Obama's trip hasn't been entirely smooth. In several contentious television interviews, the presumptive Democratic nominee has struggled to explain why he thinks President Bush's troop surge in Iraq was a mistake, even though he praises its results. And Gen. David Petraeus, the top U.S. commander in Iraq, firmly signaled that he will continue to resist Obama's plan to withdraw all American combat forces within 16 months of the start of the next administration.
Yet Obama, who faces doubts from many voters about his commander-in-chief credentials, has looked and sounded confidently presidential as he has met with foreign leaders. And Obama received an incalculable boost when Iraqi Prime Minister Nuri Kamal al-Maliki, after some hedging, reaffirmed his belief that U.S. forces should leave his country by 2010. That wasn't a precise endorsement of Obama's timeline, but it placed Maliki much closer to the Democrat than to John McCain, the presumptive Republican nominee, who has talked about a decades-long American presence in Iraq.
It hasn't hurt Obama that McCain chose this week to uncork another series of verbal blunders (resurrecting, yet again, "Czechoslovakia" and creating an Iraq-Pakistan border) that caused some media outlets to wonder whether the almost-72-year-old was showing his age. In all, Obama's week has gone well enough to justify the verdict of longtime conservative activist William J. Bennett on CNN: "This is a hell of a run he's having."
All that is left for Obama is to enjoy cheering crowds during his trip's quick European leg, which began with his Thursday speech in Berlin. Yet that very adoration--which is reflected in polls showing that the European public vastly prefers him to McCain--may represent the trip's sole remaining political danger for the Democrat. U.S. conservatives are poised to argue that Obama's popularity with audiences abroad ought to raise doubts among Americans at home.

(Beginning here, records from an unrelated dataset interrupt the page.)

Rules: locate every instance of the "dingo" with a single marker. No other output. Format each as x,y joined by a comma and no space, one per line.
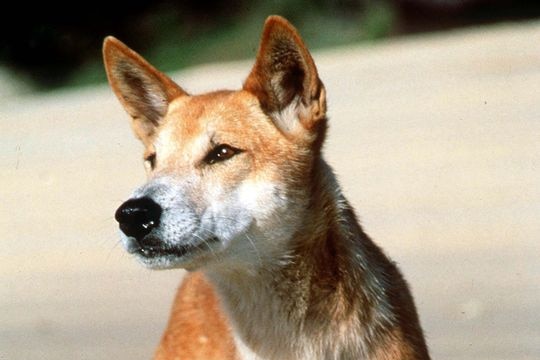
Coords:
240,196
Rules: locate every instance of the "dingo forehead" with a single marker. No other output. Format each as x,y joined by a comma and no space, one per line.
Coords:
195,124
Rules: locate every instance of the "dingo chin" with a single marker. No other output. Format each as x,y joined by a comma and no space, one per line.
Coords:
238,193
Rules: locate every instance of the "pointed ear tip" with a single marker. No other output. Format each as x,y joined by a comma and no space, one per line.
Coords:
278,24
112,45
276,20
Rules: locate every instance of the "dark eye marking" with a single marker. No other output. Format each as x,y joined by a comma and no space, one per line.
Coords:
150,159
221,153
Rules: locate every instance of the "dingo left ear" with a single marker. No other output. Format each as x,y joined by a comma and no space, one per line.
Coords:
285,79
144,91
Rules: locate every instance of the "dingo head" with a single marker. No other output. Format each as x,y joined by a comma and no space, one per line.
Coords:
228,171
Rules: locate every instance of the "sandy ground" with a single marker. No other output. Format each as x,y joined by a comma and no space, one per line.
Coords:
436,141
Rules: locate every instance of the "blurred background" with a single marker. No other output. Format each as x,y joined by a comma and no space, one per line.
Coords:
53,44
434,133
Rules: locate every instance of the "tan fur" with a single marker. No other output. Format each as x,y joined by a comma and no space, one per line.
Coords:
293,276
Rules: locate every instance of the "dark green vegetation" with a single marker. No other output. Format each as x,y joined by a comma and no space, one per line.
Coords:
55,44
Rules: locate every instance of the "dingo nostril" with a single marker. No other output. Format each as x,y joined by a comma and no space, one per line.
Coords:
137,217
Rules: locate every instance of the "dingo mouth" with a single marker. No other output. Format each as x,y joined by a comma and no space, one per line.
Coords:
177,251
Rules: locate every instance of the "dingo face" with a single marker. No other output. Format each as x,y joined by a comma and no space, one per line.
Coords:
228,171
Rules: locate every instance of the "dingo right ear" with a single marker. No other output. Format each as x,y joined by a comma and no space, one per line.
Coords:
144,91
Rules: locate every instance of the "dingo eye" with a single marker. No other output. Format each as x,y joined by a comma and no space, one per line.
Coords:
220,153
150,161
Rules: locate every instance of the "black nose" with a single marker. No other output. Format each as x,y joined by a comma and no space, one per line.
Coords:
137,217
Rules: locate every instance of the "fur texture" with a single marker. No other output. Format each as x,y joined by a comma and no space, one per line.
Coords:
279,267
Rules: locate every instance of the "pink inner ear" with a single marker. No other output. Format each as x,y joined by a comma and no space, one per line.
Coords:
143,94
284,69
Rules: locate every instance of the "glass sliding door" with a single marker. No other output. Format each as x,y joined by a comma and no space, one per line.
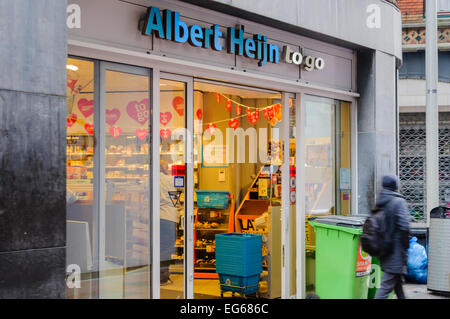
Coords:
327,156
238,155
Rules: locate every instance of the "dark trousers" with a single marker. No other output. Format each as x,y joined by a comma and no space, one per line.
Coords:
391,282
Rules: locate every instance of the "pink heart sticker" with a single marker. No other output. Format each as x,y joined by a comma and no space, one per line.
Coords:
115,131
164,118
141,133
86,107
178,105
253,117
112,116
139,111
228,105
89,128
165,133
71,119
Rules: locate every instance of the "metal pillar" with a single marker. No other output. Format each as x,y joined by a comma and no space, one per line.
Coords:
432,113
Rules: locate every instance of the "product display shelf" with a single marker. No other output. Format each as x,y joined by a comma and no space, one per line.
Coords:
208,223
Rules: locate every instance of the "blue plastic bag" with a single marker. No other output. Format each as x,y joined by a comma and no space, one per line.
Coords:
417,262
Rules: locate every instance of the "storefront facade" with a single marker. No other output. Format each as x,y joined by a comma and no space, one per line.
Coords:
167,100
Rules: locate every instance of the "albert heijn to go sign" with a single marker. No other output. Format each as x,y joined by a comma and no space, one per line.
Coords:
168,25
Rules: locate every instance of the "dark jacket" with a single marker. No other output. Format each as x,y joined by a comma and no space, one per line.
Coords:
397,231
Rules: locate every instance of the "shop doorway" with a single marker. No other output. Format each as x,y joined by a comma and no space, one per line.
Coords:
237,167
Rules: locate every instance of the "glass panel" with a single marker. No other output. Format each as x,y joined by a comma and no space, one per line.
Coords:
237,147
345,168
82,236
126,264
172,183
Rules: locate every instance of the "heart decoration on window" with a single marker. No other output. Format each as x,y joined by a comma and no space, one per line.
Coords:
112,116
89,128
86,107
141,133
253,116
165,133
115,131
228,105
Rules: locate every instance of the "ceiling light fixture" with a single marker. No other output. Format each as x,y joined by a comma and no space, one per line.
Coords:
71,67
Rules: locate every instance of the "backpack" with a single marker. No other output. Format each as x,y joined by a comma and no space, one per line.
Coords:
373,239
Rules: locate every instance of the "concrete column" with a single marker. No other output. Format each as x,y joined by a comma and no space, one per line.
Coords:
377,124
32,148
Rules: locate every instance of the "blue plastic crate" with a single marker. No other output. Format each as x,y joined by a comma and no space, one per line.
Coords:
212,199
242,285
238,254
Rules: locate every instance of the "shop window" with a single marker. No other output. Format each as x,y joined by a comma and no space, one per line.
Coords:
108,210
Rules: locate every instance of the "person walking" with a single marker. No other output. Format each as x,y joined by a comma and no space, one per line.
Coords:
394,261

This reprises an argument that Republicans deployed against Democratic nominee John Kerry in 2004. At the GOP National Convention, former New York City Mayor Rudy Giuliani mocked Kerry's claim that he had more support from foreign leaders than Bush did. "To me," Giuliani insisted, "that raises the risk that he might well accommodate his position to their viewpoint." Vice President Cheney, charging from the opposite direction, argued that Bush's international unpopularity demonstrated his determination to stand up for America. "George W. Bush," Cheney thundered, "will never seek a permission slip to defend the American people." The bottom-line message: The more support a candidate inspires abroad, the less Americans can trust him to defend their own national interests.
McCain is unlikely to state the case so baldly, because he has repeatedly pledged to mend fences with allies after the antagonism over the Iraq war. (In fact, Bush has also worked more closely with America's allies in Europe and Asia during his second term.) But some conservatives are already reviving the 2004 arguments. On his radio show this week, Rush Limbaugh declared of Europeans: "They love Obama because he loathes America." Conservative blogger Jennifer Rubin predicted that "the race for international popularity" might prompt Obama to undermine Israel and abandon Iraq.

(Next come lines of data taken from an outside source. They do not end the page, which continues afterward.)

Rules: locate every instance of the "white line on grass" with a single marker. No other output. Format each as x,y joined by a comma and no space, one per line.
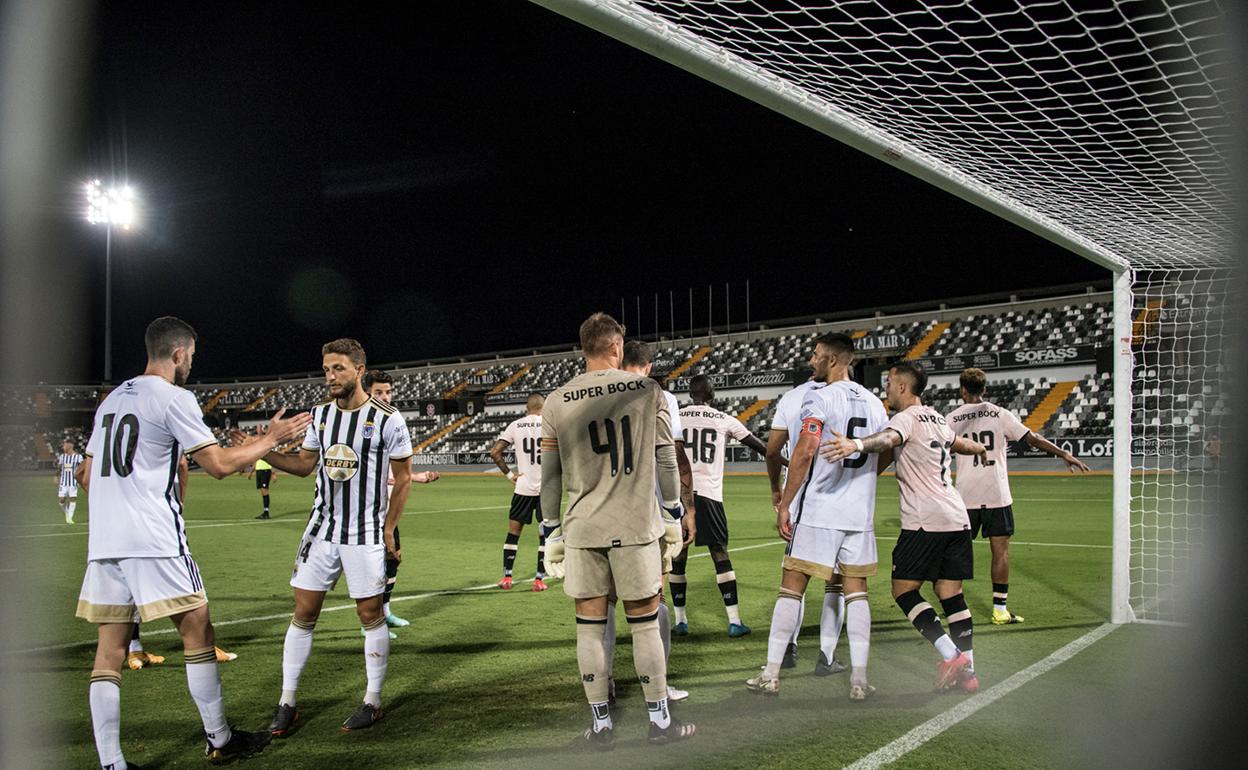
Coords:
936,725
250,522
328,609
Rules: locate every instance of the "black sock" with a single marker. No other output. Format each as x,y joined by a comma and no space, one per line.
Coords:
726,580
921,614
959,618
677,583
509,549
391,575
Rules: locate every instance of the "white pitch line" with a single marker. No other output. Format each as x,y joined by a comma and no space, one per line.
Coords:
936,725
247,522
331,609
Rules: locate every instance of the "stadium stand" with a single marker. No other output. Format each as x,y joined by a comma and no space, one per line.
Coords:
1062,403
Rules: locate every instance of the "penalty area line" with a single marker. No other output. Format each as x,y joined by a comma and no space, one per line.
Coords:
936,725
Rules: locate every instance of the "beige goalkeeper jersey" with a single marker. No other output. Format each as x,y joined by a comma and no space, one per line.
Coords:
607,426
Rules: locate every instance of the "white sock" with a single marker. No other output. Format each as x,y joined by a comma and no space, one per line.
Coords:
658,710
105,696
784,619
664,632
858,624
205,684
830,619
609,639
295,655
946,648
376,662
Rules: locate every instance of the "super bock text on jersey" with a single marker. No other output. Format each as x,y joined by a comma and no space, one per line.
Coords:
356,447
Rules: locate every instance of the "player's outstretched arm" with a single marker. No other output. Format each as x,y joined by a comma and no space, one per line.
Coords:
776,439
1043,444
221,462
840,447
965,446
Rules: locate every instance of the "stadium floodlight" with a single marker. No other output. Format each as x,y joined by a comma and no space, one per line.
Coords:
114,206
1103,126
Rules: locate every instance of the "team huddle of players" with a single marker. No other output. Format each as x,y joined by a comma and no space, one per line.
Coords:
643,483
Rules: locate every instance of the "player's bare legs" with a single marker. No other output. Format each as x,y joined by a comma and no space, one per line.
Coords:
955,648
105,690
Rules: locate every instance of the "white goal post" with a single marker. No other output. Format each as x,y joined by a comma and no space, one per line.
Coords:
1100,125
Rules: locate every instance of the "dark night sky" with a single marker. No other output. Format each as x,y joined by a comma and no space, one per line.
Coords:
444,179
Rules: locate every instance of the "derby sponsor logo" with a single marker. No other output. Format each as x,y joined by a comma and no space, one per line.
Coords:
341,463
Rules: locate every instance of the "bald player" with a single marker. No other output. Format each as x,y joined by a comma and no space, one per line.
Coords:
706,431
935,539
605,437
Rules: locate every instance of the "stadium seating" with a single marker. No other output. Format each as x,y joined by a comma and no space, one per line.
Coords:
1192,412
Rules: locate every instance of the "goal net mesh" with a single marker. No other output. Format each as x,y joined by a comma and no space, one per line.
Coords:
1106,121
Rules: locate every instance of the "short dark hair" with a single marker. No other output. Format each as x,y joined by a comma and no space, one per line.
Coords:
974,380
638,353
916,375
703,386
376,376
597,333
836,341
346,347
166,333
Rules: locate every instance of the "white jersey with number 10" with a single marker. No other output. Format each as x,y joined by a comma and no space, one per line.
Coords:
141,431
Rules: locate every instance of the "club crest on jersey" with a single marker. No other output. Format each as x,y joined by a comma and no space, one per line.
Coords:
341,463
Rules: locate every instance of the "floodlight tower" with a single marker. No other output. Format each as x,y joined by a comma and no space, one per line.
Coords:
112,207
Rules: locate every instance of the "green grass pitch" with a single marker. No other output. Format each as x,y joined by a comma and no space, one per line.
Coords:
488,678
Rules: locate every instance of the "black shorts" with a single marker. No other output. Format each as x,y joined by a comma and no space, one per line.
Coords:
932,555
994,522
524,507
711,522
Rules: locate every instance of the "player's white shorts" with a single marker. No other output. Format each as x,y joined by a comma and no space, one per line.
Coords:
157,587
320,563
821,552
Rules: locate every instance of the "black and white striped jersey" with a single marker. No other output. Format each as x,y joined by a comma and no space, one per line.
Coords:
356,448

Could arguments like these hurt Obama? Andrew Kohut, director of the nonpartisan Pew Research Center for the People and the Press, is dubious. Recent Pew surveys have found a slight increase since 2004 (from 67 percent to 71 percent) in the number of Americans who say they think the U.S. is less respected in the world than in the past--and a bigger jump in the share who consider that a major problem (56 percent, up from 43 percent). "More people see the importance of rebuilding international ties than four years ago," Kohut says. And foreign acclaim could help Obama maintain that he is better equipped than McCain to restore those connections.

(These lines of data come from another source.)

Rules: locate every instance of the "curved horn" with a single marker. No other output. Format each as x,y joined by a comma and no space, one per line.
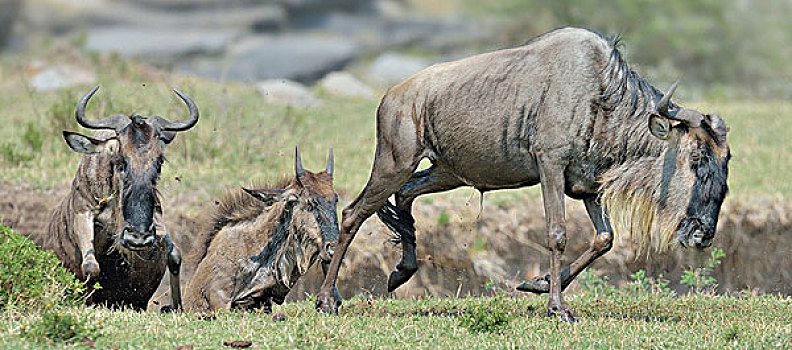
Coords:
182,126
329,169
298,169
79,114
662,106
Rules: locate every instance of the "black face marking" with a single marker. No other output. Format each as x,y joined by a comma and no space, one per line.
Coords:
669,168
327,218
139,195
709,189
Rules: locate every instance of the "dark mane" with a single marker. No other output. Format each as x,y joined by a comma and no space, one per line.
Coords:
233,207
621,86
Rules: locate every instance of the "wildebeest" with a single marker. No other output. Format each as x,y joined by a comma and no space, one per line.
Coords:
565,111
109,227
260,241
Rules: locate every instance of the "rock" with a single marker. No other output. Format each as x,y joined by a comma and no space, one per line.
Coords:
59,76
159,46
180,5
287,93
243,18
390,69
9,10
301,57
343,84
306,7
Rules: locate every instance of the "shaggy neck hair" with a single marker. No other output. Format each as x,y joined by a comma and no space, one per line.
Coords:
634,160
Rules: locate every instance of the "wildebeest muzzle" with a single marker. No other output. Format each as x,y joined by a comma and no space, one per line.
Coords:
696,232
137,237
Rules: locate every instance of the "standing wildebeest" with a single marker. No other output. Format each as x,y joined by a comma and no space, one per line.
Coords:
564,111
260,242
109,228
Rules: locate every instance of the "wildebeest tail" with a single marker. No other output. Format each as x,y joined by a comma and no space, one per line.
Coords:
400,222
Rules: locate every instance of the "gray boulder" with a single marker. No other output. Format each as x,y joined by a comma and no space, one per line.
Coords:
160,46
301,57
59,76
9,11
343,84
247,18
390,69
284,92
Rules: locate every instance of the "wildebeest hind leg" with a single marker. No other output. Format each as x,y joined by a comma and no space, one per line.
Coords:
601,244
399,218
174,267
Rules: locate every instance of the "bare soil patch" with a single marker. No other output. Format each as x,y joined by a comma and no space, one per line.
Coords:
460,255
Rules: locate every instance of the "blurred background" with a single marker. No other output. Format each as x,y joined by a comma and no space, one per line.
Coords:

But fault lines remain. College-educated Obama supporters, when asked why they back him, nearly always insist that his election--as a mixed-race, mixed-heritage president--would transform America's image abroad. I have almost never heard that argument from blue-collar voters, especially blue-collar men, who Pew polls show are the voting bloc least concerned about America's international standing and most supportive of GOP arguments that the best way to ensure peace is through military strength, not diplomacy.
European cheers may strengthen Obama at Starbucks, but it remains to be seen whether they will sweeten his prospects at Dunkin' Donuts.